Farms, Forks and the Future: Five Ag Trends Worth Watching

What does the future hold for agriculture? A thriving job market, a bowl full of flavored hard-boiled eggs, and a growing need for innovation and communication both inside and outside the agriculture industry, according to a diverse panel of speakers on Capitol Hill for National Ag Day.

To harness that potential, though, farmers, ranchers, and others will need to think ahead to what their operations—and the world—might need in the years to come.

“We’re living in 2015, but we’re thinking in 2050,” said Ronnie D. Green, vice president of the University of Nebraska, who spoke on the “Farm to Fork” panel Tuesday.

Organized and moderated by Sara Wyant of Agri-Pulse, the panel also featured Iowa farmer Bill Horan, egg producer Paul Sauder, Climate Corp. scientist David Fischhoff and U.S. Representative Rodney Davis (R-Ill.).

Here are five key themes that emerged from their wide-ranging discussion.

1. Producers must be thoughtful about food safety and animal welfare issues in this age of social media and liability lawsuits. “You are one egg away from going out of business if you sell an egg with salmonella in it,” cautioned Sauder, who is the president and CEO of Pennsylvania-based Sauder’s Eggs. The company voluntarily adopted practices intended to reduce the risk of food safety issues in eggs years before the FDA did. It is also venturing into new products with a line of flavored hard-boiled eggs.

2. Water—or the lack of it—represents a growing challenge for agriculture around the globe and will require innovative solutions. “One of the statistics we worry a lot about and think  a lot about is water … 70 percent of the world’s water today is employed in agriculture. The estimates are that the number will be closer to 90 percent a few decades from now,” said University of Nebraska’s Green.

3. The job market for agriculture grads is booming. Horan told of biotech companies who have started recruiting college juniors for jobs, because all the seniors have already committed to an employer after weighing multiple job offers. “When you hear on the news about all these kids moving back into the basement of their parents, that’s not true in agriculture,” Horan said.

4. Data science moves much faster or than other types of ag science. It might take 10 years to get a new biotech seed to market, according to Fischhoff, but a new tech product might take just two years. The anecdote points to the speed of tech innovation, but it also illustrates a weakness in agricultural research. “There is an underfunding of ag research and investment in ag research across the board,” said Green, who said Brazil and China are spending more on ag research than the U.S. right now. “It’s not only USDA that should be investing in ag research,” he said. “It should be the National Science Foundation, the National Institutes of Health and the Department of Energy.”

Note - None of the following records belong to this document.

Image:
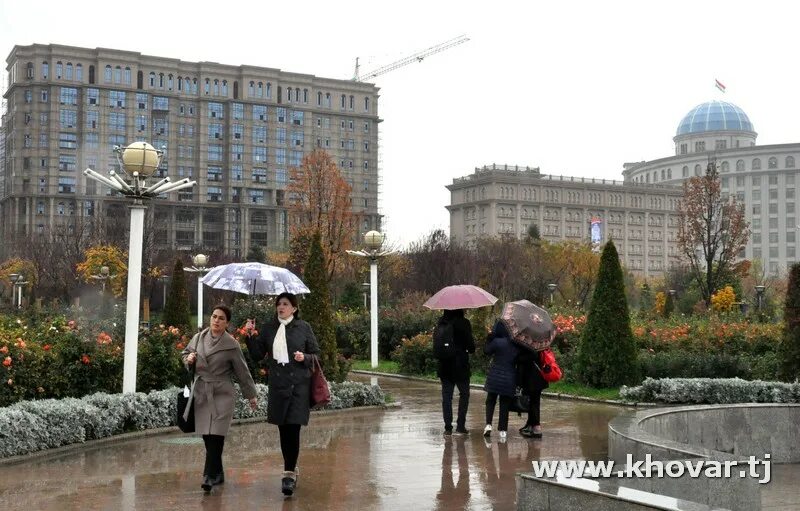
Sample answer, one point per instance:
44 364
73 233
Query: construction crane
417 57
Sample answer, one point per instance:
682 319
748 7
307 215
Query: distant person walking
215 357
501 380
452 343
532 383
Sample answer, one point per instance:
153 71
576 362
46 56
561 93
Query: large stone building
642 219
236 130
763 177
640 213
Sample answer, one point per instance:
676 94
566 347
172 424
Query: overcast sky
573 87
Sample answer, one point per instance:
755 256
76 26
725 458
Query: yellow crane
416 57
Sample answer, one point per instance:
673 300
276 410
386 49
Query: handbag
320 393
184 395
549 369
520 402
187 426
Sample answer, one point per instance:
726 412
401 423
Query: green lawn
573 389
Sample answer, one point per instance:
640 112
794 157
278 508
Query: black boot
288 483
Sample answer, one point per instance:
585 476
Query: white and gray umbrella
254 279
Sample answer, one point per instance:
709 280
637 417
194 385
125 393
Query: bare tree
712 230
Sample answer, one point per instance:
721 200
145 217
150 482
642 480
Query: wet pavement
355 460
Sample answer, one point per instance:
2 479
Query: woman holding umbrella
532 329
453 342
532 383
290 346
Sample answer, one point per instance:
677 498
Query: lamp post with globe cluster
373 241
139 160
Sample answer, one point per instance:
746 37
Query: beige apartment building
640 213
642 219
236 130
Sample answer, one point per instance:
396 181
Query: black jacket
288 400
528 375
458 369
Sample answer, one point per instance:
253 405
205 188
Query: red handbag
320 393
549 369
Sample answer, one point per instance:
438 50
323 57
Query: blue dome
714 116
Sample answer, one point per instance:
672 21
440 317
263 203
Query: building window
214 152
66 184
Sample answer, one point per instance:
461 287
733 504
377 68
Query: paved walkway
360 460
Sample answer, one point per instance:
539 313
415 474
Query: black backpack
444 345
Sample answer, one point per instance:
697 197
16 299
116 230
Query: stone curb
552 395
111 440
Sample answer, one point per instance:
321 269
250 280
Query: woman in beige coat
216 356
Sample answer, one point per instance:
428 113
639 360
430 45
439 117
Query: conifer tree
317 308
607 352
669 305
176 310
789 349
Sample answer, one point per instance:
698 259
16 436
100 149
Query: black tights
214 446
534 408
290 445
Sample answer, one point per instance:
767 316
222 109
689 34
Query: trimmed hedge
712 391
31 426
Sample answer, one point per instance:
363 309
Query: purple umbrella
463 296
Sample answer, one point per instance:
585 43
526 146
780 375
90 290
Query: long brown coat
212 392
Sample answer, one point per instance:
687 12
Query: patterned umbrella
460 297
530 326
254 279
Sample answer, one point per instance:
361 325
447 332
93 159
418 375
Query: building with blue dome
763 178
641 213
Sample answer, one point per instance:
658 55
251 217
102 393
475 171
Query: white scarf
279 350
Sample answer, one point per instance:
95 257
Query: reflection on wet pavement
359 460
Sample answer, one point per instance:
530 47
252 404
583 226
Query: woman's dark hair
292 299
225 309
500 329
453 313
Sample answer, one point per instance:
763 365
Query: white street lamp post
552 288
18 280
13 278
139 160
164 279
199 261
373 241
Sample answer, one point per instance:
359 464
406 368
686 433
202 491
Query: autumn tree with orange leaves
319 201
712 230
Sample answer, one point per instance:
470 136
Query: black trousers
214 446
290 445
534 409
447 402
505 404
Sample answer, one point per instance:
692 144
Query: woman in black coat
532 383
455 372
289 345
501 380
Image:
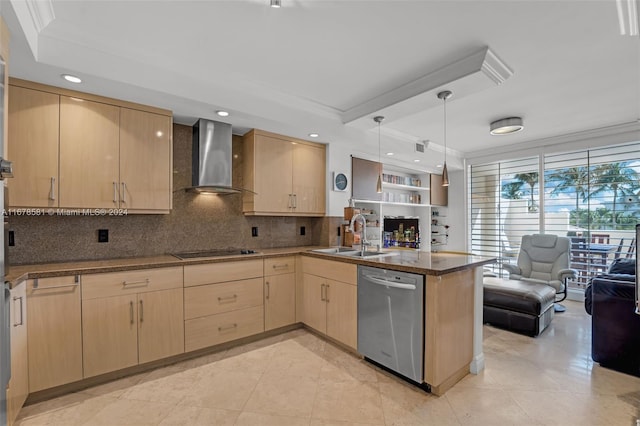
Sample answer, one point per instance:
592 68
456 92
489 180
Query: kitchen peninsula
247 297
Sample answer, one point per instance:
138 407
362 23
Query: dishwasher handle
387 283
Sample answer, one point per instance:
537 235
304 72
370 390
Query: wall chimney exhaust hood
211 158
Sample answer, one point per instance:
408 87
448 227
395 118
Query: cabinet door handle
228 327
115 192
16 324
124 193
228 298
52 191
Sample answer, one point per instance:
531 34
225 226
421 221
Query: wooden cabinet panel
19 384
342 312
223 297
145 160
286 175
313 304
54 332
160 324
225 327
309 182
337 271
130 282
209 273
109 331
279 300
279 265
33 129
89 143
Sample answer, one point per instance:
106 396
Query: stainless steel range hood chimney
211 159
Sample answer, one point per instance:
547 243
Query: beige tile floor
299 379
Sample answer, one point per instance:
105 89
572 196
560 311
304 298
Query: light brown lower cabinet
19 384
54 331
130 318
331 306
279 292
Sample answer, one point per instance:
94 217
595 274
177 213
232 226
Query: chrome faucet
363 238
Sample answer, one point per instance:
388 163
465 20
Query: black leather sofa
615 328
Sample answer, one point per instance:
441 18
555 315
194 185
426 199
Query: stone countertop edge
20 273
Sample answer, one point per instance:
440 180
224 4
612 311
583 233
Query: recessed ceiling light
71 78
506 126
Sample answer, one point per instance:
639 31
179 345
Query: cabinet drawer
337 271
210 273
279 265
213 299
215 329
130 282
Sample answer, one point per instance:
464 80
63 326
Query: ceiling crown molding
33 16
468 75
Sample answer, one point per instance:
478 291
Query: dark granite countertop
403 260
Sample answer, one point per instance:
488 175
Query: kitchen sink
336 250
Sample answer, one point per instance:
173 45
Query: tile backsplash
196 222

5. Farmers, ranchers and others in agriculture must engage more with the consumer on an emotional level to address those viral messages that aren’t always accurate. “We’ve found that if you react with good science immediately to some of the things that were said, it helps it from catching fire and taking off," Horan said. "The activist community is excellent at taking their thoughts and digesting them down to a bumper sticker—a bumper sticker that sounds reasonable until you start looking at the science and it’s not reasonable at all…. There are a lot of people who make a lot of money scaring people about food." Horan found an ally in Green, who said farmers, ranchers, and others involved in food production need to tell their story of sustainability and stewardship. "We have got to take back that environmental green mantle which has been taken away," Green said.